College Beat: Managing Transitions

By Maria Luis
B.A. Economics Major
University of California, Merced

My college experience has been an ongoing discovery of who I am and what I can become. Each year has presented itself with different obstacles and learning experiences that taught me independence, management, and communication as well as resourcefulness. As a first-generation Latina student, my college experience has been colored by a unique perspective that comes with its own challenges. Not having a background where my parents can provide me with the resources, financial help, or even advice is difficult. Knowing that I lacked these resources, I sought them out for myself because I knew they would be instrumental in bettering my future.

Attending college has always been a dream of mine because it would not only provide me with an education but would be a real growing period in my life.

Going into college, I was anxious for my first year at the University of California, Merced. I was worried that I wouldn’t find my place or be academically prepared. Mostly, I was afraid that I wasn’t ready to be on my own and away from my family. Transitioning from being dependent on my parent’s support to becoming an adult was an adjustment much more difficult than I had envisioned. Eventually, that sinking sadness I felt when my parents dropped me off, gave me a tight hug, and drove off- faded away. That’s when I started to learn independence.

Maria (top right) celebrates 18th birthday with family and boyfriend (top center) on Nov. 21, 2016.

I was fortunate that UC Merced had a very welcoming environment. UCM had plenty of resources, clubs, and jobs for me to explore. I then felt that in order to develop as a person and be more financially independent, it was imperative for me to get a job. Within a month into college, I was hired to become a Resident Assistant. At the time I didn’t realize how challenging it would be, but it was an experience I don’t regret. Through my job, I made many connections with peers, learned how to manage my time between work and classes, and developed professionally.

Most of the self-doubt I had during my freshman year eventually turned into confidence and I felt ready to begin my second year of college. As a second-year student, I was rehired as a Resident Assistant, continued to take a full course load, and managed to balance my long-distance relationship. Things were going well until I received a notice from the financial aid office; my financial aid was reduced for the coming semester. It was difficult to allocate money for tuition, especially because I come from a low-income family that can’t afford college expenses. Although I was extremely stressed, I decided to take a positive outlook and used it as an opportunity to be resourceful and efficient. I became frugal with my finances and started delivering food as an extra source of income. I overcame my financial struggle and was still able to enjoy my time as a sophomore.
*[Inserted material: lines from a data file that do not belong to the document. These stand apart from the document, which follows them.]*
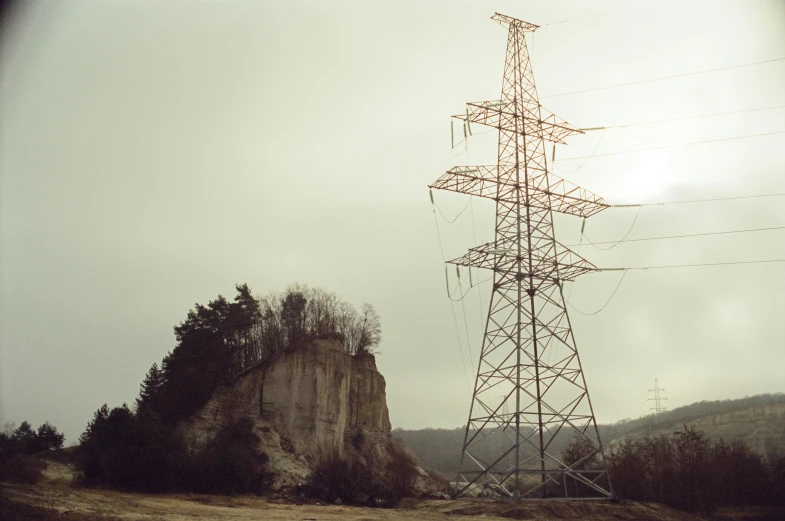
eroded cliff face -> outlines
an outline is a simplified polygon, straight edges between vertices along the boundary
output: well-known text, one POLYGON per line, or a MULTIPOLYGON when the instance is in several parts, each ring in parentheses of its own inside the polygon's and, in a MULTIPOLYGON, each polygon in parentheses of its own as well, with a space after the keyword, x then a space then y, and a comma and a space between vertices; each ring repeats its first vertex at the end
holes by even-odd
POLYGON ((249 420, 278 487, 305 479, 309 460, 344 451, 358 429, 390 435, 384 377, 372 355, 350 356, 337 340, 281 353, 216 390, 182 425, 199 451, 224 428, 249 420))

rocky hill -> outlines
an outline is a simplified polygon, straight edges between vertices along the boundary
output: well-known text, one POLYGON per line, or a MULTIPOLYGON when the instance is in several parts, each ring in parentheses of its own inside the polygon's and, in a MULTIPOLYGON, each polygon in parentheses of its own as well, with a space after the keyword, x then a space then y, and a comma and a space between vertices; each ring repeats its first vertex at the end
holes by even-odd
MULTIPOLYGON (((624 438, 672 433, 684 425, 702 430, 715 440, 743 440, 756 452, 770 457, 785 452, 785 394, 702 401, 657 415, 600 425, 599 429, 605 446, 613 449, 624 438)), ((412 449, 426 468, 452 477, 463 443, 463 428, 396 429, 392 434, 412 449)), ((557 438, 552 449, 560 453, 569 442, 569 436, 557 438)))
POLYGON ((241 422, 260 440, 273 489, 305 482, 320 456, 355 449, 359 439, 379 461, 394 453, 384 377, 373 355, 350 355, 338 339, 314 340, 249 368, 219 387, 182 432, 198 452, 241 422))

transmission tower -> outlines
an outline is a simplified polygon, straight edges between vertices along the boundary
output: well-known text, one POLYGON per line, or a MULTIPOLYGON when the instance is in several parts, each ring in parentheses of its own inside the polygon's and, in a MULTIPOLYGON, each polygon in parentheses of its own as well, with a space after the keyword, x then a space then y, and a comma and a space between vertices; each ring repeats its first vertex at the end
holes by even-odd
POLYGON ((496 202, 495 239, 448 261, 493 271, 455 494, 614 497, 562 291, 597 268, 556 241, 552 222, 608 204, 548 170, 545 142, 583 132, 540 106, 524 38, 538 26, 492 19, 508 29, 501 98, 454 117, 499 131, 497 164, 454 167, 431 185, 496 202), (584 451, 564 461, 557 445, 575 438, 584 451))
POLYGON ((659 414, 659 413, 661 413, 662 411, 665 411, 665 410, 667 410, 667 409, 666 409, 666 407, 665 407, 664 405, 662 405, 662 402, 663 402, 663 401, 665 401, 665 400, 667 400, 667 398, 665 398, 664 396, 662 396, 662 395, 660 394, 660 393, 661 393, 661 392, 663 392, 663 391, 665 391, 665 389, 663 389, 662 387, 660 387, 660 379, 659 379, 659 378, 655 378, 655 379, 654 379, 654 389, 649 389, 649 392, 650 392, 650 393, 651 393, 651 392, 653 392, 653 393, 654 393, 654 397, 653 397, 653 398, 649 398, 649 399, 647 400, 647 401, 649 401, 649 402, 651 402, 651 401, 653 401, 653 402, 654 402, 654 407, 652 407, 652 408, 651 408, 651 409, 649 409, 649 410, 650 410, 650 411, 654 411, 654 413, 655 413, 655 414, 659 414))

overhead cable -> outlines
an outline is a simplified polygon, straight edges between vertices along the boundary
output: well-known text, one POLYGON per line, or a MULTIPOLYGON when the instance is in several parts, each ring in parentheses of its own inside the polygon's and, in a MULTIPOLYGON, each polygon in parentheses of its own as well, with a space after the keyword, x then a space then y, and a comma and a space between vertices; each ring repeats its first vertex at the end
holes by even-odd
MULTIPOLYGON (((641 241, 660 241, 664 239, 684 239, 687 237, 707 237, 710 235, 728 235, 733 233, 752 233, 752 232, 767 232, 767 231, 774 231, 774 230, 785 230, 785 226, 771 226, 768 228, 751 228, 748 230, 728 230, 723 232, 705 232, 705 233, 688 233, 685 235, 667 235, 663 237, 642 237, 640 239, 622 239, 620 241, 599 241, 599 242, 592 242, 589 240, 588 237, 585 237, 586 241, 589 242, 592 246, 597 244, 619 244, 622 242, 641 242, 641 241)), ((568 247, 577 246, 576 244, 569 244, 568 247)), ((602 248, 601 248, 602 249, 602 248)))
POLYGON ((616 156, 619 154, 634 154, 636 152, 647 152, 649 150, 662 150, 665 148, 677 148, 677 147, 686 147, 692 145, 703 145, 706 143, 717 143, 719 141, 733 141, 737 139, 750 139, 754 137, 763 137, 763 136, 773 136, 775 134, 785 134, 785 130, 777 130, 775 132, 764 132, 761 134, 750 134, 747 136, 734 136, 734 137, 725 137, 719 139, 709 139, 706 141, 690 141, 688 143, 677 143, 675 145, 661 145, 657 147, 648 147, 648 148, 636 148, 634 150, 620 150, 618 152, 605 152, 603 154, 592 154, 588 156, 577 156, 577 157, 565 157, 562 159, 557 159, 557 161, 573 161, 575 159, 586 159, 591 157, 602 157, 602 156, 616 156))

I’m currently in my third year at UC Merced, and while I haven’t finished the year, I’ve already learned a few valuable lessons. I moved off-campus, which is within itself is an experience in comparison to the dorms. I was also hired as a student assistant for the Office of the Registrar and a student intern for the Office of Equity, Diversity, and Inclusion on campus.

Throughout my college career, I have remained academically successful while keeping up with my job. I have been able to maintain a social life and make life-long friendships with people I’ve met along the way. I’ve also surpassed financial struggles and kept my relationship intact through the ups and downs. I still have another year to go, and within that year I hope to continue to seek opportunities, study abroad, and prepare myself for life after college. Each part of my journey has been memorable and has helped me to develop into the mature, intellectual, professional, and independent Latina that I am today.